WNBA playoff statistics
| Year | Team | GP | GS | MPG | FG% | 3P% | FT% | RPG | APG | SPG | BPG | TO | PPG |
|---|---|---|---|---|---|---|---|---|---|---|---|---|---|
| 2021 | Connecticut | 2 | 0 | 0.5 | — | — | — | 0.0 | 0.0 | 0.0 | 0.0 | 0.0 | 0.0 |
| 2022 | Connecticut | 12 | 0 | 14.6 | .450 | .231 | .700 | 2.7 | 0.8 | 1.0 | 0.2 | 1.3 | 5.9 |
| 2023 | Connecticut | 6 | 0 | 13.7 | .464 | .250 | .600 | 2.3 | 0.5 | 0.7 | 0.0 | 1.3 | 5.0 |
| 2024 | Connecticut | 7 | 7 | 33.6 | .439 | .231 | .778 | 6.1 | 2.0 | 1.7 | 0.6 | 1.7 | 13.7 |
| 2025 | Minnesota | 2 | 0 | 12.5 | .500 | .571 | .500 | 1.0 | 1.0 | 0.5 | 0.5 | 0.5 | 8.5 |
| Career | 5 years, 2 teams | 29 | 7 | 17.9 | .451 | .297 | .722 | 3.1 | 1.0 | 1.0 | 0.2 | 1.2 | 7.4 |

===College===
Source

Ratios
| Year | Team | GP | FG% | 3P% | FT% | RBG | APG | BPG | SPG | PPG |
|---|---|---|---|---|---|---|---|---|---|---|
| 2016-17 | Stanford | 35 | 44.3% | 23.8% | 57.9% | 2.29 | 0.40 | 0.09 | 0.54 | 2.46 |
| 2017-18 | Stanford | 32 | 40.1% | 28.0% | 68.4% | 5.56 | 1.81 | 0.22 | 1.44 | 8.84 |
| 2018-19 | Stanford | 36 | 45.3% | 33.0% | 68.8% | 7.47 | 1.56 | 0.39 | 1.11 | 14.03 |
| 2019-20 | Stanford | 5 | 48.6% | 28.6% | 40.0% | 5.20 | 1.00 | 0.60 | 0.20 | 7.60 |
| 2020-21 | Baylor | 27 | 42.6% | 28.5% | 72.3% | 4.89 | 2.33 | 0.56 | 2.07 | 14.15 |
| Career |  | 135 | 43.3% | 29.4% | 68.7% | 5.07 | 1.45 | 0.31 | 1.20 | 9.59 |

Totals
| Year | Team | GP | FG | FGA | 3P | 3PA | FT | FTA | REB | A | BK | ST | PTS |
|---|---|---|---|---|---|---|---|---|---|---|---|---|---|
| 2016-17 | Stanford | 35 | 35 | 79 | 5 | 21 | 11 | 19 | 80 | 14 | 3 | 19 | 86 |
| 2017-18 | Stanford | 32 | 107 | 267 | 30 | 107 | 39 | 57 | 178 | 58 | 7 | 46 | 283 |
| 2018-19 | Stanford | 36 | 180 | 397 | 37 | 112 | 108 | 157 | 269 | 56 | 14 | 40 | 505 |
| 2019-20 | Stanford | 5 | 17 | 35 | 2 | 7 | 2 | 5 | 26 | 5 | 3 | 1 | 38 |
| 2020-21 | Baylor | 27 | 135 | 317 | 39 | 137 | 73 | 101 | 132 | 63 | 15 | 56 | 382 |
| Career |  | 135 | 474 | 1095 | 113 | 384 | 233 | 339 | 685 | 196 | 42 | 162 | 1294 |

==Personal life==
Carrington dated another professional basketball player, NaLyssa Smith, starting when they were teammates at Baylor. In March 2025, while appearing on Angel Reese's podcast, Unapologetically Angel, when asked if she had always dated women, Carrington said, "No, I'm not even like into girls," and later stated that "I’m not gay, I just like Lyss." The two split up later that year.

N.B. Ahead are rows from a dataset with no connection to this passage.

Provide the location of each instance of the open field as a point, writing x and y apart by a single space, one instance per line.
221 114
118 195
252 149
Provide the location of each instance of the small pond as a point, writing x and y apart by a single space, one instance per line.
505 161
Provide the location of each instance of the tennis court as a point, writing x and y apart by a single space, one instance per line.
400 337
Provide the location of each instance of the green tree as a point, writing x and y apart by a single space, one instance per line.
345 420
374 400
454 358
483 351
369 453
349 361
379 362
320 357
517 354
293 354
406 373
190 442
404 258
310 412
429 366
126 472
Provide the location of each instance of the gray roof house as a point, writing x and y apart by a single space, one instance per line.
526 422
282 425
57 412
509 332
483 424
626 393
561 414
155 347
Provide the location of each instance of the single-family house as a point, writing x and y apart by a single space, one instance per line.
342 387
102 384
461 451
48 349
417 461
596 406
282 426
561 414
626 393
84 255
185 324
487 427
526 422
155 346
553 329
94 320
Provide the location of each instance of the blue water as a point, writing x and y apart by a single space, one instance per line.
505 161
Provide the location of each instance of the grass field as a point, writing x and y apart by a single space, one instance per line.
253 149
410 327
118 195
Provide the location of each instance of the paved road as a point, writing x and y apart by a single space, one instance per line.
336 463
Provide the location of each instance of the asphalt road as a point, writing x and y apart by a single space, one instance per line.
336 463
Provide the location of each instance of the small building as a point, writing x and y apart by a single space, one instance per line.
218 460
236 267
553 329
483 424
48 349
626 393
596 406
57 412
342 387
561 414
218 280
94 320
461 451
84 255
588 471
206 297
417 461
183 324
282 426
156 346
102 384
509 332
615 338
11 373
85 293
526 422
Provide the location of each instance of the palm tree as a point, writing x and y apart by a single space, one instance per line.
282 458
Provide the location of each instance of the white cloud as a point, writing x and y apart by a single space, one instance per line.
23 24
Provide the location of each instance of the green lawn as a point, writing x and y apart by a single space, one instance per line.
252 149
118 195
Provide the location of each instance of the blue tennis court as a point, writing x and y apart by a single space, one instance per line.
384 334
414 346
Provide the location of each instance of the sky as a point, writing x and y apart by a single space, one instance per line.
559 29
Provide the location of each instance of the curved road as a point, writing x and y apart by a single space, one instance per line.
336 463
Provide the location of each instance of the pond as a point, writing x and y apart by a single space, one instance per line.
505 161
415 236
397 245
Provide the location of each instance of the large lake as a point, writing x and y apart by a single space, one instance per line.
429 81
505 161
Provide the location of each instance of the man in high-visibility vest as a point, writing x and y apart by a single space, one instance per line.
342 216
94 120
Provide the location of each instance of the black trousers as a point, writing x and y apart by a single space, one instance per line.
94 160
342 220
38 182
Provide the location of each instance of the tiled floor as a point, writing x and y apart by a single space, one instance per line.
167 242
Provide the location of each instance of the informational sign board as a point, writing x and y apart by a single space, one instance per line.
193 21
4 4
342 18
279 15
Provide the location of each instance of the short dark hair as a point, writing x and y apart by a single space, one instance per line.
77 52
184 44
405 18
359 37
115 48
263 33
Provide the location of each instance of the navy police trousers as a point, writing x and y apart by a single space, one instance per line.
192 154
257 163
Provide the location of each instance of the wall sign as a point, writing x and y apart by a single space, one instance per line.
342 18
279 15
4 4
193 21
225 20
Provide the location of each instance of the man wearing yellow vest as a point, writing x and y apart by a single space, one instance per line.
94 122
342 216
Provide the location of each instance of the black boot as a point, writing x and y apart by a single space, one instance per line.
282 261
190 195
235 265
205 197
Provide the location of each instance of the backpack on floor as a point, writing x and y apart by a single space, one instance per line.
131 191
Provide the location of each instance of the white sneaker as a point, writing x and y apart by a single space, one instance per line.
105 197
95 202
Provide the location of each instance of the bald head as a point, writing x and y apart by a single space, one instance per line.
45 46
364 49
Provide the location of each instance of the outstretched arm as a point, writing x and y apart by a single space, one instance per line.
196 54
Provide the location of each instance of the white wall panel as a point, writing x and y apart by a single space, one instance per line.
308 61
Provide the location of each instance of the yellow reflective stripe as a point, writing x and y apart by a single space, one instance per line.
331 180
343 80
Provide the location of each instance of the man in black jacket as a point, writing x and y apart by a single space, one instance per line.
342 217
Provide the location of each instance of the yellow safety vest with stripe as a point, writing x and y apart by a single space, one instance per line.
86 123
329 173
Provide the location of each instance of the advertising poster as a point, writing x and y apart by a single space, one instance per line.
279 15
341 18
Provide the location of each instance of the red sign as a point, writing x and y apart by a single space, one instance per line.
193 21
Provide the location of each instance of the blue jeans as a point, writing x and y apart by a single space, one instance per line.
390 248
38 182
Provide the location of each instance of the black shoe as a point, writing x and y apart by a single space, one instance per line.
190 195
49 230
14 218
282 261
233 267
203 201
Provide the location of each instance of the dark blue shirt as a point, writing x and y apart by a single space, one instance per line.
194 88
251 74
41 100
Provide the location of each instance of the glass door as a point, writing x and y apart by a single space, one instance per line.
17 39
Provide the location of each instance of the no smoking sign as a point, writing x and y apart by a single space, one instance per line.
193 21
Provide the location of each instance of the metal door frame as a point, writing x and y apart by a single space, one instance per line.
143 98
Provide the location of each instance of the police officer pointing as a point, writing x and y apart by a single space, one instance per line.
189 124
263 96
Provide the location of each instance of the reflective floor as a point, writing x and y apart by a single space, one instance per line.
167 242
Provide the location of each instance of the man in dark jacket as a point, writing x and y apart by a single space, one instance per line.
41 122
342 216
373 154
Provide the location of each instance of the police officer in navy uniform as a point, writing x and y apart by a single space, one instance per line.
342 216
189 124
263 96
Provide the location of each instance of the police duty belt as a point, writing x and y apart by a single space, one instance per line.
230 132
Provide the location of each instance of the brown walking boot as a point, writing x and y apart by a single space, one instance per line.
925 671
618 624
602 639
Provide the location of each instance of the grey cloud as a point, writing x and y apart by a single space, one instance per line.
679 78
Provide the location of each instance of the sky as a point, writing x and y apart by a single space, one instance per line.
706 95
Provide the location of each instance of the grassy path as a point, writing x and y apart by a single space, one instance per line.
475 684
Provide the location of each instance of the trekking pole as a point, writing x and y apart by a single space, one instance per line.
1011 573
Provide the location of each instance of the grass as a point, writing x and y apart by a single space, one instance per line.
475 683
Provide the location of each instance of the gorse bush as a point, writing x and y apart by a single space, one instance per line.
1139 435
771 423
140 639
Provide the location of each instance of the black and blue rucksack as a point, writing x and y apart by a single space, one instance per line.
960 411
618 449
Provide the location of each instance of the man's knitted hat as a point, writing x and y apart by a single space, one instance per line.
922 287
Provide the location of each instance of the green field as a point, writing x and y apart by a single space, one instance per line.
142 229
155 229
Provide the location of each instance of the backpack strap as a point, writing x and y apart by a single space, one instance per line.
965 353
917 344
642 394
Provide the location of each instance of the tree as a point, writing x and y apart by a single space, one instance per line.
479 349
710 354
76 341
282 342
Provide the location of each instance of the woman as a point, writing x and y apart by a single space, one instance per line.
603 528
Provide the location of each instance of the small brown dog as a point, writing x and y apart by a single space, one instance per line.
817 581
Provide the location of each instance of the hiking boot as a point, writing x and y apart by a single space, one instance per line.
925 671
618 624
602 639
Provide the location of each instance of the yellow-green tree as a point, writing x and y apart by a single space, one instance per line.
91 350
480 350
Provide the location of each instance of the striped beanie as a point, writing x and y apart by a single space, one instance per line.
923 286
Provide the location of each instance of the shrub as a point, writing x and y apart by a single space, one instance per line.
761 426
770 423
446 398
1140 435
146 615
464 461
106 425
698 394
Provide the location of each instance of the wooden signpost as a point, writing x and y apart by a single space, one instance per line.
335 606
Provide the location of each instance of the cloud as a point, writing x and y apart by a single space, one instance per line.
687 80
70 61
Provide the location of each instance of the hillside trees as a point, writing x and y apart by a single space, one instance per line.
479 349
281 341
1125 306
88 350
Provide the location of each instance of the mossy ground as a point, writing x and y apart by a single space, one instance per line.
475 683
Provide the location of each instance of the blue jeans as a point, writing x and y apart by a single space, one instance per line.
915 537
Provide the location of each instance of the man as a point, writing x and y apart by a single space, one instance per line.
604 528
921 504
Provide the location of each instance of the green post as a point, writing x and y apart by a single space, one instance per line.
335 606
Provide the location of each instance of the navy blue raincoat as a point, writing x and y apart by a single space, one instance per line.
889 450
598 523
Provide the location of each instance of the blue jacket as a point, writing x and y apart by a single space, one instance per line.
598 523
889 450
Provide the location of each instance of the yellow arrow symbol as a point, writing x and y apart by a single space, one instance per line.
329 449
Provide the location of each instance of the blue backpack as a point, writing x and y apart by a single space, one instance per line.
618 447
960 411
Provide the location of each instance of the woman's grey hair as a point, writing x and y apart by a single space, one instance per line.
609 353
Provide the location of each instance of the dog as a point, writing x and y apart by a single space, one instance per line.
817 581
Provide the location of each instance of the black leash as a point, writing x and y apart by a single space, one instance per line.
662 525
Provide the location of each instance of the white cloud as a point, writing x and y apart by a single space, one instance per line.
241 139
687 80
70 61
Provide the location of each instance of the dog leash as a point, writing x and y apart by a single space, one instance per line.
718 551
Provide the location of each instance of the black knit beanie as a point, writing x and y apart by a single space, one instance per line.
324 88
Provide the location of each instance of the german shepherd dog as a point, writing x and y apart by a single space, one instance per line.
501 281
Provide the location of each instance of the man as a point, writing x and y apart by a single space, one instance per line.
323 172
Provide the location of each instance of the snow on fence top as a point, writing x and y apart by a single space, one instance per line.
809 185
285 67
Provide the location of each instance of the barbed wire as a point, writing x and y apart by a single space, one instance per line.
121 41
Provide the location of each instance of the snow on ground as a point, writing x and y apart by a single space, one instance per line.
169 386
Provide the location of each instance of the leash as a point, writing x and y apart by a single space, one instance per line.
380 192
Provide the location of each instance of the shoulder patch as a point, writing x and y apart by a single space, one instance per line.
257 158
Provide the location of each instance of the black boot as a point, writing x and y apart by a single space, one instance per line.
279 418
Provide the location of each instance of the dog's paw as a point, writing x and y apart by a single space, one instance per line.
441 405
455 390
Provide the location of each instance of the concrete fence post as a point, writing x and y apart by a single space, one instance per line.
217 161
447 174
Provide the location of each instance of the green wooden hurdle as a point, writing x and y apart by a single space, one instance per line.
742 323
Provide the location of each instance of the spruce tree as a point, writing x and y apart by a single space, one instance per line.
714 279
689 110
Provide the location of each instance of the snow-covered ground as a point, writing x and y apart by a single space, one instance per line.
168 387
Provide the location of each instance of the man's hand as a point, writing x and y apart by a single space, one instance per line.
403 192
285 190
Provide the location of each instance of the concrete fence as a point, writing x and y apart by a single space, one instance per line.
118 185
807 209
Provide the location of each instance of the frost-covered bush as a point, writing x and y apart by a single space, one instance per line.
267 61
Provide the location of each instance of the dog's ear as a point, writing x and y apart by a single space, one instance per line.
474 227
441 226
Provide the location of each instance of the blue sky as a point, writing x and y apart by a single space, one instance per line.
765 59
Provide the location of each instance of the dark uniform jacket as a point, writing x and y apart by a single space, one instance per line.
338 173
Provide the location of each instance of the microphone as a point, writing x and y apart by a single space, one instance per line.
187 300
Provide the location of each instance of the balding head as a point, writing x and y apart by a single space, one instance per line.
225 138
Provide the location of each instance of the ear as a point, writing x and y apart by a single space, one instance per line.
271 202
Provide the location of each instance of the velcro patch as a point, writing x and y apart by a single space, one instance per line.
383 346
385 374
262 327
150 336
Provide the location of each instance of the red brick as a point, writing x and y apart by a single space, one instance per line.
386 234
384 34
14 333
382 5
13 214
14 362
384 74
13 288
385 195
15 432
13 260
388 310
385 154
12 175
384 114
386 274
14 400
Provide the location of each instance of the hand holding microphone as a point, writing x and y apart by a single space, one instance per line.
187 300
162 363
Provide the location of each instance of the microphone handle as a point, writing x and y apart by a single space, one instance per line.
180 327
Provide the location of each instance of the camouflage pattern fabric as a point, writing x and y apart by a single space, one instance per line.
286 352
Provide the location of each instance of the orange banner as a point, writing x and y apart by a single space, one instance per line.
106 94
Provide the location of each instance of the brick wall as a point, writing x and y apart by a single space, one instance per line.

In 2026, Carrington was at the center of public commentary about the flagrant 2 foul she committed on Sophie Cunningham, and the events immediately surrounding it: Following the ejection Carrington posted "WHITE PRIVILEGE" on social media and tagged the Fever. Carrington later posted that "I've never once claimed that the assessment of the foul was white privilege" and told a reporter "I would just love consistency across the board when it comes to things like that. Whether it's the foul that I commit, whether it's the reaction or retaliation, I would just love for it to be consistent across the board, regardless ⁠of the name on your jersey or your skin color or the score of the game."